2. Stretch your wrist extensors
After you’ve complete a massage in the spot of pain you’ll want to stretch. Refer to the YouTube video above to learn how to stretch in what is referred to as the Mill’s position. Supporting your arm on a table, bend your wrist (flex) and pull your fingers over towards the pinky side to optimize your stretch.
Complete this stretch for 30 seconds, 3 times.
3. Strengthen eccentrically
After stretching, we need to strengthen the wrist extensors in a controlled fashion which is called eccentric. To complete these eccentric exercises properly, refer to the YouTube video above. You’ll want to begin with a light 1lb. weight. If you don’t have a light weight at home, you can purchase one from Amazon here. Another idea is to hold a can of tomato paste which is about 1lb.
To complete the eccentric exercises properly you’ll need to use your unaffected hand to help your painful wrist up (into extension) then slowly lower into a bent (flexed position). Complete this exercise for 3 sets of 10 repetitions. As it gets easier try for 3×12 or a 2lb. weight.
4. Exercise surrounding muscles
My philosophy as a Physical Therapist is to treat everyone will a holistic, full body approach. Often times, the wrist pain is due to compensation from weak back muscles or weak grip. Just because a client comes to me with wrist pain does not mean I only examine their wrists. It’s important to find the source of the pain to truly heal. Refer to the YouTube video for some ideas of additional muscles to strengthen.
I produced a blog with my 8 favorite upper body workout routine which you can check out here. All of these exercises are indicated and appropriate for people suffering from elbow pain with the exception to exercise #6 which is diamond pushups. With strengthening for uninvolved upper extremity muscles, you’ll want to complete 3 sets of 10 reps
- Wrist curls with a light 2lb. weight
- Supination/pronation while holding imbalance adjustable dumbbell or hammer
- Gripping exercises using silly puddy or stress ball
- Rows using a resistance band
- Shoulder (military) press with dumbbells and the shoulder in the scapular plane
- Bicep & tricep work
- Bench press with dumbbell
5. Avoid extremes
During the time of pain it is critical that you avoid painful movements. You should and still can lift and workout but with modification. Be aware of how your wrists are moving and ensure a neutral wrist. A neutral wrist means the wrist is not bending or extending.
Even with wrist pain and lateral epicondylitis in particular, you can certainly still exercise and work but with some modifications. If you frequent the gym, perhaps try to be more cautious about your wrist position with upper body lifting and avoid weight bearing.
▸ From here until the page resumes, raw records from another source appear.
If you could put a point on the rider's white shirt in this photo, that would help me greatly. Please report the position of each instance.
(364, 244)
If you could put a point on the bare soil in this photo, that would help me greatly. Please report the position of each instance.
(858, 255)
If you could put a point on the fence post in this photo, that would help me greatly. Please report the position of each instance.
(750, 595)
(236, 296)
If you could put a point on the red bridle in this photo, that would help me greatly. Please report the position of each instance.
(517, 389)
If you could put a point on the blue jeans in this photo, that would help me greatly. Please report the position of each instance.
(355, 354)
Throughout the day be aware of how often your wrist are cocked backwards.
6. Check your posture
If you work at a desk for your career, refer to my YouTube video above for proper posture while sitting at your desk. I also wrote a blog about proper posture to avoid neck and back pain which may be helpful, too. That blog can be found here.
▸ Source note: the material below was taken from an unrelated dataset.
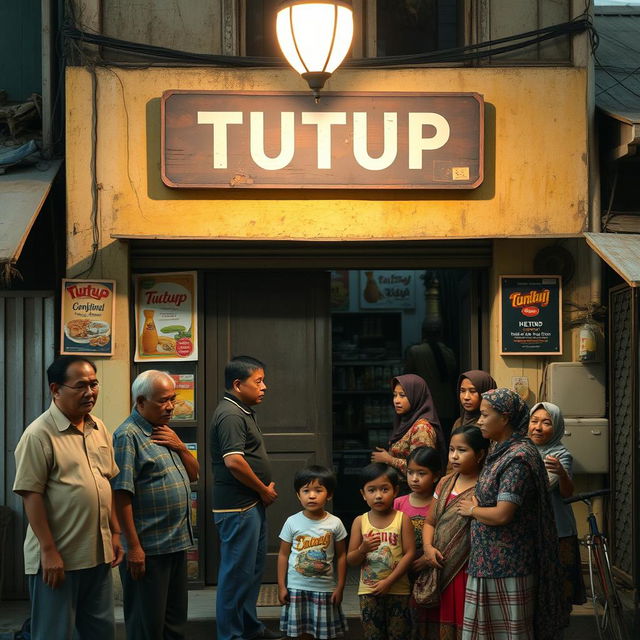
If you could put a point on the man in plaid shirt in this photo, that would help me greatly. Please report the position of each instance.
(152, 494)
Additionally, being aware of posture with lifting is just as important as your sitting posture. Always remember to engage the mid back by relaxing the shoulder down the back and engage those muscles more by squeezing the shoulder blades together. Strengthening the scapular muscles
If you have a preference towards heat/ice feel free to use what feels best. In the clinic we usually begin with heat as it is a method of warming up the tissue prior to completing stretches and exercises. Ice is great for more acute injuries but can be used before bed to numb the pain. I often like to massage the tender spot with an ice stick like this one found on Amazon. In my video, I also address other common questions like using a brace or tape.